Multiobjective Binary Biogeography Based Optimization for Feature Selection Using Gene Expression Data


Abstract

Gene expression data play an important role in the development of efficient cancer diagnoses and classification. However, gene expression data are usually redundant and noisy, and only a subset of them present distinct profiles for different classes of samples. Thus, selecting high discriminative genes from gene expression data has become increasingly interesting in the field of bioinformatics. In this paper, a multi-objective biogeography based optimization method is proposed to select the small subset of informative gene relevant to the classification. In the proposed algorithm, firstly, the Fisher-Markov selector is used to choose the 60 top gene expression data. Secondly, to make biogeography based optimization suitable for the discrete problem, binary biogeography based optimization, as called BBBO, is proposed based on a binary migration model and a binary mutation model.
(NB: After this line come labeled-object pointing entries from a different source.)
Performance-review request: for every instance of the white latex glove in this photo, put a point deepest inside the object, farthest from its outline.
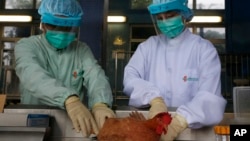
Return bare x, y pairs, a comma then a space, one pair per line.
177, 125
80, 116
157, 106
101, 112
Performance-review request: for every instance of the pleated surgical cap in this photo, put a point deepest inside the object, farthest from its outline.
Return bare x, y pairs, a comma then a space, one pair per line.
159, 6
61, 12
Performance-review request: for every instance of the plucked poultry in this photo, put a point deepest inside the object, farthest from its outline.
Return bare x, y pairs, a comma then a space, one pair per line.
134, 128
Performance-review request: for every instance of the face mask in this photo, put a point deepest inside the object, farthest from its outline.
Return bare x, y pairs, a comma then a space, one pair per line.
171, 27
58, 39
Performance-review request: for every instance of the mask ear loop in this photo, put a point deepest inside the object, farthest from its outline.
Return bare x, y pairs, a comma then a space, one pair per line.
154, 24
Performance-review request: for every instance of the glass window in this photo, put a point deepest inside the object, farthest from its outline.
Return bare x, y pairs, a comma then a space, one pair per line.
18, 4
13, 31
210, 4
140, 4
142, 32
211, 33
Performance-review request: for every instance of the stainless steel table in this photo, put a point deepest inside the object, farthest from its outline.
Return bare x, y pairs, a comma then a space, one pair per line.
62, 129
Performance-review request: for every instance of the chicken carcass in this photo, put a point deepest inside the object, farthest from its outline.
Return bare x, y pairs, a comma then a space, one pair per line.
134, 129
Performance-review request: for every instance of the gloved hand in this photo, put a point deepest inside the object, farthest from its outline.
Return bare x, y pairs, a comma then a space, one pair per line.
80, 116
177, 125
157, 106
101, 112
Then, multi-objective binary biogeography based optimization, as we called MOBBBO, is proposed by integrating the non-dominated sorting method and the crowding distance method into the BBBO framework. Finally, the MOBBBO method is used for gene selection, and support vector machine is used as the classifier with the leave-one-out cross-validation method (LOOCV). In order to show the effective and efficiency of the algorithm, the proposed algorithm is tested on ten gene expression dataset benchmarks. Experimental results demonstrate that the proposed method is better or at least comparable with previous particle swarm optimization (PSO) algorithm and support vector machine (SVM) from literature when considering the quality of the solutions obtained.